L’anniversaire de Samuele
Samuele fait partie des enfants qui aiment venir jouer chez nous, le samedi après-midi. C’est son anniversaire aujourd’hui. On prépare une carte et un gâteau. Rémi s’applique à dessiner au sucre-glace SAMU, c’est comme ça qu’il se fait appeler ! À notre arrivée, il se jette dans nos bras tout heureux. Il découvre la carte, le gâteau : « Oh Merci ! » Il se frotte les yeux : « On joue dehors ? » Et c’est parti pour un cache-cache dans le vascello avec les petits voisins. Il nous invite à venir le lendemain pour le fêter avec sa famille.

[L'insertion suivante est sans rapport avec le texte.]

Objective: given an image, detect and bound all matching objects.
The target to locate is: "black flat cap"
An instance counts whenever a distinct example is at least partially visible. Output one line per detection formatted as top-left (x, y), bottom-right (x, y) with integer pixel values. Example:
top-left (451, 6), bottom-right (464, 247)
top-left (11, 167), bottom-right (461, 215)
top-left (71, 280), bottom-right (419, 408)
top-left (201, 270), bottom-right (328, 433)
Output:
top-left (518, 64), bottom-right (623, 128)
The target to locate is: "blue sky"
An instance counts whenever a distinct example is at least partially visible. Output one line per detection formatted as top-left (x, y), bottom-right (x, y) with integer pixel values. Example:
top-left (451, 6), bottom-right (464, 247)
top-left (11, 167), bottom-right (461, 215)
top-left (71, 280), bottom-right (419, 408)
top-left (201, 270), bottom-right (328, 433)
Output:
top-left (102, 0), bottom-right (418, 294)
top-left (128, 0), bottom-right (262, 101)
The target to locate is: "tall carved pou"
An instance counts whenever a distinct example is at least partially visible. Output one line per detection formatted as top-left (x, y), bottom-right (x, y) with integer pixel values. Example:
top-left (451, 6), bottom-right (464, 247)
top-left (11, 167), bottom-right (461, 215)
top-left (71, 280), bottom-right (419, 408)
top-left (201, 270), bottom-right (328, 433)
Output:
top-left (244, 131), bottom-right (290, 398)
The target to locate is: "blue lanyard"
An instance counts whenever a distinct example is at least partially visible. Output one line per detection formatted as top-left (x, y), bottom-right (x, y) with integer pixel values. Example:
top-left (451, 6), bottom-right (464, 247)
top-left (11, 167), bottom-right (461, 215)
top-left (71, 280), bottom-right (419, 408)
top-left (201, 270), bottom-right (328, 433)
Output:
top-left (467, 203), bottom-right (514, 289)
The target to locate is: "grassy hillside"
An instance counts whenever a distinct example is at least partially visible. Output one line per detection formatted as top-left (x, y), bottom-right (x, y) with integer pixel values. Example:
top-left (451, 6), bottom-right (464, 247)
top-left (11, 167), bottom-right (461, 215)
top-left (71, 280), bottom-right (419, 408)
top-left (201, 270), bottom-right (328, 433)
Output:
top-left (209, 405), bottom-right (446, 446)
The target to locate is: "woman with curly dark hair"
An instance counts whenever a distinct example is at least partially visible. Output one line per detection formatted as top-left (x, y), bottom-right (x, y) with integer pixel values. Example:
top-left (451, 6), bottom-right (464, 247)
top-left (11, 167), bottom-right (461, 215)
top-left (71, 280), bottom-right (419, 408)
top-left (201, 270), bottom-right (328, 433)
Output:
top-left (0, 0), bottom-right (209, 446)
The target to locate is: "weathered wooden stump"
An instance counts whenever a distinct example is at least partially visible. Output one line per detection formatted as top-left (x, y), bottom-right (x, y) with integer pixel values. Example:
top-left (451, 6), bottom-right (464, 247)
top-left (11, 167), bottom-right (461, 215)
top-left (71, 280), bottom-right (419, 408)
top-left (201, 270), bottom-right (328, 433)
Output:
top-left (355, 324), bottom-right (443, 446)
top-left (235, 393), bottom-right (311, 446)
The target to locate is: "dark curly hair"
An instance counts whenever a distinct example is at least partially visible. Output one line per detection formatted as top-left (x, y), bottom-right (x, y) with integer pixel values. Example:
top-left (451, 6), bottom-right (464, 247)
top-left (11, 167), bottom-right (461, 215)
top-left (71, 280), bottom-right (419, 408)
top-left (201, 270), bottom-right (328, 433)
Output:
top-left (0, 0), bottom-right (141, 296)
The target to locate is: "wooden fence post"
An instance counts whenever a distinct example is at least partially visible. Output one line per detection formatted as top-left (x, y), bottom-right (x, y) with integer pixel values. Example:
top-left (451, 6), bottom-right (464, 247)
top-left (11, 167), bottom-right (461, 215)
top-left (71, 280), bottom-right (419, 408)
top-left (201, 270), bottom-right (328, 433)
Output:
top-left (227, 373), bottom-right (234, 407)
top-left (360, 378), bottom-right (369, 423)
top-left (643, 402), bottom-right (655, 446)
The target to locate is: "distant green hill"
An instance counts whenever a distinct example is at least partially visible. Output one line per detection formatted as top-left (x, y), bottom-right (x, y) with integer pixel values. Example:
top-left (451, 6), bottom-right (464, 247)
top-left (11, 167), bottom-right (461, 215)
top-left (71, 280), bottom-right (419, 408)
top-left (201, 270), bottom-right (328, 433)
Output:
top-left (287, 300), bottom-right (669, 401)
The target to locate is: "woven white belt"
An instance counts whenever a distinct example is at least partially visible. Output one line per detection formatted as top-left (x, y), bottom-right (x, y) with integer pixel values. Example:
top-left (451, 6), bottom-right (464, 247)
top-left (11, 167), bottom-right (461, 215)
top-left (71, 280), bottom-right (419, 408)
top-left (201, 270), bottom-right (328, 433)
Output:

À notre arrivée, je réalise la confiance qu’il nous fait de nous ouvrir sa maison. Seule sa famille est réunie, parents, oncles et tantes, grands-parents… Ça parle fort. Les visages sont marqués. Alcool ou drogue. Le papa ne semble plus très présent. Et pourtant, Samu l’embrasse si tendrement. La maman s’attèle à nous servir de belles portions du gâteau d’anniversaire chantilly-nutella-chocolat.
Malgré ses souffrances, malgré la misère de sa maison, Samu nous partage sa joie de célébrer ce jour si particulier. Accueillir avec lui ce cadeau de l’amitié, qui nous est mystérieusement donné. Sentir au milieu de ce désordre, de la violence et de la pauvreté, que Dieu se rend présent.
Dans cette aventure avec Points-Cœur, je réalise un peu plus que Christ se rend présent dans des réalités de vie si diverses. Chercher à mieux comprendre, consoler, aimer, ceux qui me sont donnés de rencontrer.